Route information
- Maintained by City of Tshwane Metropolitan Municipality

Major junctions
- South end: M22 in Rietondale
- M8 near Gezina R513 in Montana Park
- North end: N4 in Doornpoort

Location
- Country: South Africa

Highway system
- Numbered routes of South Africa;
| ← M28 |  | → M30 |

= M29 (Pretoria) =

Road in Pretoria, South Africa

The M29 road is a metropolitan route in the City of Tshwane in Gauteng, South Africa. It is made up of two disjoint segments in the northern suburbs of Pretoria, with one section connecting Rietondale to Waverley and the other section connecting Montana Park to Doornpoort.

== Route ==

=== First Section ===
The M29 begins at a junction with the M22 route (Soutpansberg Road). It begins by heading northwards as Parker Street, separating Rietondale in the east from Riviera in the west, becoming 15th Avenue, bending to the north-east as Frates Road and bypassing Gezina, to reach a junction with the M8 route (Nico Smith Road).

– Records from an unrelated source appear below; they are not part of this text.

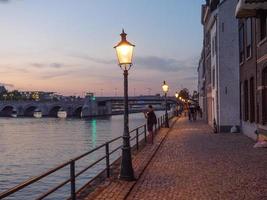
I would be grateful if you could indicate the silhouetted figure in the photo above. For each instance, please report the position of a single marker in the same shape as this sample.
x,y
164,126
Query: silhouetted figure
x,y
151,121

It continues north-east, passing in-between the Villieria and Rietfontein suburbs, to reach a junction with Meyer Street in the Waverley suburb, just south of the Magaliesberg range, marking its end.

=== Second Section ===
The M29 resumes on the other side of the Magaliesberg range, in the suburb of Montana Park, at a junction with Braam Pretorius Street. It heads northwards as Dr. Swanepoel Road to reach a junction with the R513 Route (Sefako Makgatho Drive). It continues northwards, entering the Doornpoort suburb and meeting a road to Wonderboom Airport, to reach its northern terminus at an interchange with the N4 highway (Platinum Highway; Pretoria Northern Bypass) adjacent to the N4's Doornpoort Toll Plaza.